Laura: No, certainly not. Facebook is a great example with everything that’s happened there. No, I haven’t read them.

 

Craig: Right!

 

Laura: But I did participate. And I did 23andMe and I’m rethinking it!

 

Craig; So, you have the right to ask them to remove your stuff from the database. However, anybody they’ve shared it with, anybody who’s shared your information, it doesn’t get removed. Which is the same thing that happens on Facebook. You can delete your account, but if anybody’s liked it or shared it, it’s there forever. So, a lot of what ethics is coming to in this space, is sort of, now that this exists and people are doing this, how do we… The barn doors are open, and the horses are out. How do we put up fences to make sure that this information is used the way we want it to, instead of this sort of Wild West now, where there are very few states that have rules about this. And, there are very few protections, if any. And a lot of this is happening: “Well, it’s not illegal, so we can do this.” But, it’s also not explicitly legal, so I think it’s better to have some system to do that. For a lot of this, we’re sort of in the new age of this. It would be better to have these conversations to prevent the problems that could become widespread when this is readily available.

 

Laura: Yes, let’s be proactive, not reactive.

 

Craig: And if you’ve ever seen the movie, Gattica, there’s this brilliant scene where  this woman goes to a kiosk, and they swab her mouth, and she says she just got a really big, wet kiss from a potential date. Can they examine his DNA? So, they take it off of her lips and then everybody is scored. They have a ranking based on how their DNA is. And, what I’m seeing, and I think what we’re seeing a little bit in this investigative genealogy is the DNA is being used kind of like a credit score, and you’re worth as a human being – your innocence or your guilt is often being determined by these techniques that we have some evidence that it works, but there’s also a lot that we don’t know. A lot we don’t know about cross-contamination and secondary… I don’t remember the other term, but when you transfer DNA from one person to another, and it can stay there for years in the same place, and the credentialing system isn’t up and running yet, and training is very inconsistent, and some labs have had a lot of problems. In my mind, if there’s one innocent person that’s locked up, then the system’s really, really broken, and we’re sort of set up as a country and a system that you’re innocent before you’re guilty, and now that we’re looking through people’s record without them knowing, there’s sort of this sense that I have that somebody’s guilty by association.

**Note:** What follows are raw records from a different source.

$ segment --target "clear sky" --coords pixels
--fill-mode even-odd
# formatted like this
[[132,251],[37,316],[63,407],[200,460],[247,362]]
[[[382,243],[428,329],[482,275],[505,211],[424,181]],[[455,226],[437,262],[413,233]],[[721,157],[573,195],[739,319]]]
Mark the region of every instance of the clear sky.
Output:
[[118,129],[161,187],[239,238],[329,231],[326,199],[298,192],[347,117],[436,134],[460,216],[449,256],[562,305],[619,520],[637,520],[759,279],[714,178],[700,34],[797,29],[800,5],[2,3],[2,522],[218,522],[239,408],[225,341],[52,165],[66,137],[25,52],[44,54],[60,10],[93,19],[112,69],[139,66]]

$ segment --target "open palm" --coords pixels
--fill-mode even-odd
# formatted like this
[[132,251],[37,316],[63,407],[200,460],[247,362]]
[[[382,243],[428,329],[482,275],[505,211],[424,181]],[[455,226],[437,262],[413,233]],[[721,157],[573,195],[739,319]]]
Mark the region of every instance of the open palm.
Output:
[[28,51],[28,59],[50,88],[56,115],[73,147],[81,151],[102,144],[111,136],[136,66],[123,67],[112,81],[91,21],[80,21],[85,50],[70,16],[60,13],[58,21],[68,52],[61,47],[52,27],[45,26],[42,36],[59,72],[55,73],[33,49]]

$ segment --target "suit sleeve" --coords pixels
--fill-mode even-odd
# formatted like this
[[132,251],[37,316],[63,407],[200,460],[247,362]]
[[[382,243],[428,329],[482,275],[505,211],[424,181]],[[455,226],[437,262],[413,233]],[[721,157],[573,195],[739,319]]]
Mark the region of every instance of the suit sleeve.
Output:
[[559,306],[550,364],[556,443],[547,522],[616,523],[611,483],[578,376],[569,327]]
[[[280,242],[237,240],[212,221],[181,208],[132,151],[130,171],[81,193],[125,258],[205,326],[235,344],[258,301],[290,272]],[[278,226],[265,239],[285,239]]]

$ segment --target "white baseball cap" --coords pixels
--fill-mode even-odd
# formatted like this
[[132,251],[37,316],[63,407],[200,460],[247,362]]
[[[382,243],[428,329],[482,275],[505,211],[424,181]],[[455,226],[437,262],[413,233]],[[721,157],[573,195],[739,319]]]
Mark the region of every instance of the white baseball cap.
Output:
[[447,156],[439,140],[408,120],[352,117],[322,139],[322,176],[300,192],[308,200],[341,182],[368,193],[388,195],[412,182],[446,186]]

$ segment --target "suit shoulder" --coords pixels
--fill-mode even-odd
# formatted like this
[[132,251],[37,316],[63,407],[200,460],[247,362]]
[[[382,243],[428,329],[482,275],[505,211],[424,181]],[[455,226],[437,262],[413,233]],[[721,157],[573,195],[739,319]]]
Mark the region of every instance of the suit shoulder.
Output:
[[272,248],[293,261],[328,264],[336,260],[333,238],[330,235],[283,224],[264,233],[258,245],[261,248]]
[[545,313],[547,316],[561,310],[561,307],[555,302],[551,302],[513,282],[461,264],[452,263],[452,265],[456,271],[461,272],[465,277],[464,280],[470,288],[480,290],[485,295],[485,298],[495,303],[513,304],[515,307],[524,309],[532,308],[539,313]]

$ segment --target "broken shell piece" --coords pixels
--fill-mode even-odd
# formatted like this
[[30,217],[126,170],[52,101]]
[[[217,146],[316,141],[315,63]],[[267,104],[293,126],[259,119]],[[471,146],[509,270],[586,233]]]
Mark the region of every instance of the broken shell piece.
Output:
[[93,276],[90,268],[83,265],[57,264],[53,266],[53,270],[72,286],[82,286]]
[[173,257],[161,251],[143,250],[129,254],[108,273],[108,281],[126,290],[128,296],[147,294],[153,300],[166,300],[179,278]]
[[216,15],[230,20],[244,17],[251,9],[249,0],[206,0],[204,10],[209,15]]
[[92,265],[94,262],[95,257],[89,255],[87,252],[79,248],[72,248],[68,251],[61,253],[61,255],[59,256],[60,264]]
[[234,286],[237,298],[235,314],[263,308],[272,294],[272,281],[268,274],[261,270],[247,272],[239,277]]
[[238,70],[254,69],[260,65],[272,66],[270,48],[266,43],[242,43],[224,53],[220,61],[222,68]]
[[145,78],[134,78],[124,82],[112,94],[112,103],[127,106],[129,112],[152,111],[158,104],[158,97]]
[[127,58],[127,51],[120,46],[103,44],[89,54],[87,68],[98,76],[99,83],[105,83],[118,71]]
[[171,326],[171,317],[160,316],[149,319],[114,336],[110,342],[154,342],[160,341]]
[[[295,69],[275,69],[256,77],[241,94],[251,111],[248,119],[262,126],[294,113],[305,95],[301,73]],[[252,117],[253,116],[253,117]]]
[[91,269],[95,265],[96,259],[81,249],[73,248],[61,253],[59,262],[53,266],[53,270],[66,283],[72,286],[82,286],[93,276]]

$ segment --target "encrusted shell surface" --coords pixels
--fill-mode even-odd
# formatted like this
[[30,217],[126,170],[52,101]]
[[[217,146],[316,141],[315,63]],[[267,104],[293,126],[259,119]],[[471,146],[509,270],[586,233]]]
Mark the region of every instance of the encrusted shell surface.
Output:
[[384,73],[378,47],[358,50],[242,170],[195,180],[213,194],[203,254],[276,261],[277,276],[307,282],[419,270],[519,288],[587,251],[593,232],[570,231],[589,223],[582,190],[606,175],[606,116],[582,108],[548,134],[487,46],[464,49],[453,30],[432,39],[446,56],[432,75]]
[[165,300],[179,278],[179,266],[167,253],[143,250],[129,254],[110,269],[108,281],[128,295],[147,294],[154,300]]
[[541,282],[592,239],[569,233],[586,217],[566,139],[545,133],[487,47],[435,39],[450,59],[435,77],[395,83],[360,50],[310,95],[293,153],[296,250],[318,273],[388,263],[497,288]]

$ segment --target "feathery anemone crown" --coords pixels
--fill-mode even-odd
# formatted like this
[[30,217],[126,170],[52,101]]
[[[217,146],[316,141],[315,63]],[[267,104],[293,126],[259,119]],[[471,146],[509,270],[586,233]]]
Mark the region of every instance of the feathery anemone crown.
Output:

It reminds me of the red scares of the 50’s. Are you now, or have you ever been a member of the communist party? And it sort of seems like because these databases are focused on people of different socio-economic levels and minority status, and geographic regions, it seems like you kind of come under greater suspicion because of who you know and where you live. And I think that’s a problem.

 

Laura: This is going to be a very interesting panel!

 

Craig: I hope so!

 

Laura: I think so. These are amazing points. I think a lot of people don’t really think through, naturally, there’s a lot of positive things that can come out of this, but how do we manage it?

 

Craig: Right, and I think that’s what it comes down to. I’m not coming here saying, “It’s immoral, we can’t ever do this. Here’s a stone from on-high that says ‘Thou shalt not’.” But, I’m also saying that we should think through this intelligently, and the technology has probably gotten ahead of our thinking. Groups like this and the organizations like this are important for having conversations like this, which is why I’m so excited to be here. That people are actually thinking about these issues. But I think it needs to go further, and we need to have state and national task forces that are kind of drawing up these rules. I know there’s a little of that going on, but it really needs to apply when we have national database and state databases, and having a consistent and coherent set of rules would really make everybody’s lives easier.

 

Laura: Absolutely, well we’re so happy that you’re here. Thank you.